Hi there,
this is a question so basic that I can’t even believe it.
Can you build a quantum circuit with a Fock state via the sf.ops.Fock() method? Even downloading demos from SF where it was used. Then I want to get the ket output vector (no measurements on a 2 mode program). It works fine if I do not use the Fock command, even if i manually implement it via Ket() method.
Hope to hear from you!
Example v.23.0
import numpy as np
import strawberryfields as sf
from strawberryfields.ops import *
prog = sf.Program(2)
eng = sf.Engine("fock", backend_options={"cutoff_dim": 3})
with prog.context as q:
# Fock(2) | q[1]
sf.ops.Ket(np.array([0,0,0,0,0,0,0,0,2]))| (q[0], q[1])
BSgate(np.pi/4) | (q[0], q[1])
#MeasureFock() | q[0]
results = eng.run(prog)
print(results.state.ket())
Hi, @zephir!
Thank you for your question.
I am not fully sure that I understand the application you are trying to build. However, there is a demo on Boson sampling and the permanent where they use the sf.ops.Fock() method to build a four mode interferometry. I ran their code just now and it works like a charm.
I want to add a comment by my colleague that Strawberry Fields was designed specifically to run experiments on our old Gaussian Boson Sampling devices. It’s not being actively developed at the moment. In addition, you might want to take a look at PennyLane and see if you can implement your application on it.
You can also provide more details on what you are trying to build and I can try to provide more context about PennyLane regarding your specific needs.
Thanks.
Hi there,
thanks for the quick response!
Well my question is, why when i use the Fock operation in my example, it doesn’t seem to have a ket state. It is kind of confusing me.In teh example you mentioned, it behaves the same - you get measurements and Fock amplitudes, but a ket state object that is None.
Ah! I understand your question now.
I think I can provide you with an answer, or at least an alternative to extract the information about the state when you use the Fock method.
Try using the density matrix instead results.state.dm().

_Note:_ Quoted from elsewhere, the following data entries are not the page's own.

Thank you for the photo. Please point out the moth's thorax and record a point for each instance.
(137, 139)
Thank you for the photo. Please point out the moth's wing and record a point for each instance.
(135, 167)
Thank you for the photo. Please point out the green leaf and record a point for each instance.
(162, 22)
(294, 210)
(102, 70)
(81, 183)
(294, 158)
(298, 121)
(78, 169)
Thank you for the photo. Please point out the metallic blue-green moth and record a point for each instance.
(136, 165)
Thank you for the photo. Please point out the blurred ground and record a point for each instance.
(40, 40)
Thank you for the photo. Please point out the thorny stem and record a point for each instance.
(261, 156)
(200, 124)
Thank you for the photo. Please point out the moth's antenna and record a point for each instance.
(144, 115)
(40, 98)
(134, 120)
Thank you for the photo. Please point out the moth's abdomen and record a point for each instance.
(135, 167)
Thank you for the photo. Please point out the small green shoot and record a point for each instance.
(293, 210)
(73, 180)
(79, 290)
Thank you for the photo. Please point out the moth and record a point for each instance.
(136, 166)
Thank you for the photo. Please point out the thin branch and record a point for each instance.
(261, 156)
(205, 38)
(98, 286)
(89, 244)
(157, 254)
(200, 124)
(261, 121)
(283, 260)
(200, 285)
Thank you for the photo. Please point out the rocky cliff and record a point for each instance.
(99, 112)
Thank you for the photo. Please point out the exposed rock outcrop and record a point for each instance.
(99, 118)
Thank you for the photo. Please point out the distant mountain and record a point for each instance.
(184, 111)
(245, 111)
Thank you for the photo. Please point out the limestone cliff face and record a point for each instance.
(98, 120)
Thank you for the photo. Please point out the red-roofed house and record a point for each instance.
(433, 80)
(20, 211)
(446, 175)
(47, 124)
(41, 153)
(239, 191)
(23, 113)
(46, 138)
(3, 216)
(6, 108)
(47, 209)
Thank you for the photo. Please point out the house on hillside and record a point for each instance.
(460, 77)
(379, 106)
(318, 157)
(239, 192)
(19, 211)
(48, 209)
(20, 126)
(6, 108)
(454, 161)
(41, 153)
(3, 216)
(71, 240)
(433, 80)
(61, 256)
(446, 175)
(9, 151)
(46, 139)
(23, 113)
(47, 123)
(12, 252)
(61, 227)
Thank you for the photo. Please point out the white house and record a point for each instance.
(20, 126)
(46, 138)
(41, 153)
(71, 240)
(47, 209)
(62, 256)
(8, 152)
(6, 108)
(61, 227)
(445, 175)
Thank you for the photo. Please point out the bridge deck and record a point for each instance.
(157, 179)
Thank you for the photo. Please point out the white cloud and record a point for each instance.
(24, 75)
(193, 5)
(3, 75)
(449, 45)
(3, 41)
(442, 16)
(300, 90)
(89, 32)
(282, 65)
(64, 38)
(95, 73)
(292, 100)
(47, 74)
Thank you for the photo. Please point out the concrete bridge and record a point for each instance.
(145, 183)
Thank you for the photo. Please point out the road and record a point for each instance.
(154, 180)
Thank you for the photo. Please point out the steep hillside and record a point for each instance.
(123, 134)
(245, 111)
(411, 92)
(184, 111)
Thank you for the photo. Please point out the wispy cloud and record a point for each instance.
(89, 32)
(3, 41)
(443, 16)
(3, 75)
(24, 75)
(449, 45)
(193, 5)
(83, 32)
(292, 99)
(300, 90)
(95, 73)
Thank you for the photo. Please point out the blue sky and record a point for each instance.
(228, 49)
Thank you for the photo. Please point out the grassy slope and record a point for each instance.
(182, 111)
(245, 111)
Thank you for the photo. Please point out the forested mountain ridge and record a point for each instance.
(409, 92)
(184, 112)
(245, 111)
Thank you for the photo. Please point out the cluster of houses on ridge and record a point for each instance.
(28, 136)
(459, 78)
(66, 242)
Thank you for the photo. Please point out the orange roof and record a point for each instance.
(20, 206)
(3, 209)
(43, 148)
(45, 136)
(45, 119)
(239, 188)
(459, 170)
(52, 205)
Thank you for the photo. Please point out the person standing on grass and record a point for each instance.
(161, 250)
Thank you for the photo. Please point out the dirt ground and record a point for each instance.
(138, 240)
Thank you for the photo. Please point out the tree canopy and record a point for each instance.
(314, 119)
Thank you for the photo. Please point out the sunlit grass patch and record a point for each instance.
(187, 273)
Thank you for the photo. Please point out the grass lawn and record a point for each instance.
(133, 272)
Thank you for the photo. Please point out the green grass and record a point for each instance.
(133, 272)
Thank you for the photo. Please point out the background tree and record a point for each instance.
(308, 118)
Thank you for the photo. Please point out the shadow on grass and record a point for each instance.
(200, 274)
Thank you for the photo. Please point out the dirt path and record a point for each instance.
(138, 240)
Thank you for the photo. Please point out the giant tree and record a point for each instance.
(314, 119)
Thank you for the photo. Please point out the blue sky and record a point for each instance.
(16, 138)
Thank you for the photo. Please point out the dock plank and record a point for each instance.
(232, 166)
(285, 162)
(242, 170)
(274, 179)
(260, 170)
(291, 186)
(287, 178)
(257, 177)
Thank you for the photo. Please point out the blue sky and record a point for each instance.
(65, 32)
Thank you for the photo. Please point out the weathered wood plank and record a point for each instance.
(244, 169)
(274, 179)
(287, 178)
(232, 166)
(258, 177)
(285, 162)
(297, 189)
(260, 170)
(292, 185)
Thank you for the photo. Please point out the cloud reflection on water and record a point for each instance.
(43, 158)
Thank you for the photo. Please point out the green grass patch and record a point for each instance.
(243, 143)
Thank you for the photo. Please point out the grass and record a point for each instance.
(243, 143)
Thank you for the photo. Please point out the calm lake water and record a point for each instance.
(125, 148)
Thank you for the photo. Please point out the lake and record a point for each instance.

I used it with your code and was able to get an output. I ran the following code.
import numpy as np
import strawberryfields as sf
from strawberryfields.ops import *
prog = sf.Program(2)
eng = sf.Engine("fock", backend_options={"cutoff_dim": 3})
with prog.context as q:
Fock(2) | q[1]
#sf.ops.Ket(np.array([0,0,0,0,0,0,0,0,2]))| (q[0], q[1])
BSgate(np.pi/4) | (q[0], q[1])
#MeasureFock() | q[0]
results = eng.run(prog)
print(results.state.dm())
I found a line in the documentation that made me think of considering density matrices instead: The prepared mode is traced out and replaced with the Fock state. As a result the state of the other subsystems may have to be described using a density matrix.
Was this of any help? Let me know if you have any questions.
Hey @daniela.murcillo !
Fantastic answer. In fact, I also read over it. Back in the days, when I used Coherent(), I observed that the system changed to dm-based description, should have remembered that one. Thx 
I hope I can bother you with other questions I probably will have in the future!